The Château de Bonneval is a castle in the commune of Coussac-Bonneval in the Haute-Vienne département of France.

It is notable for belonging to the same family since its construction, including Claude-Alexandre de Bonneval (1675-1747), who was given the title of Pasha after his conversion to Islam and his service with the Ottoman Empire.

== History ==
A fortress has existed here since at least , as is shown by a stone bearing that date in the masonry of the entrance tower.

The castle in its present state dates from the 14th century, probably constructed by Jean I, seigneur of Bonneval. It underwent modifications in the 18th and 19th centuries; the southwest façade between the two corner towers dates to 1780.

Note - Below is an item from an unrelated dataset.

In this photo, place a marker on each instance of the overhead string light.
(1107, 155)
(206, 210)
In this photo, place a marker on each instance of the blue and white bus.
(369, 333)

The castle underwent a restoration in 1771-72 under the direction of the architect Broussaud, and another in 1900, in the Renaissance courtyard.

There is also an old legend about the devil who turned at the gates of the chateau one night in the guise of a vagabond lord but was exposed.

== Description ==
The castle is built on a quadrangular plan, with corner towers with machicolations and pepperpot roofs. The château is furnished with pieces from between the Renaissance and Directoire periods. It has portraits of and documents about Claude-Alexandre de Bonneval. Among its furnishings are tapestries from Aubusson and Fontainebleau.

The castle is privately owned. It has been listed since 1960 as a monument historique by the French Ministry of Culture. Guided tours of the Château de Bonneval are available from late-June to mid-September, and on various dates in May.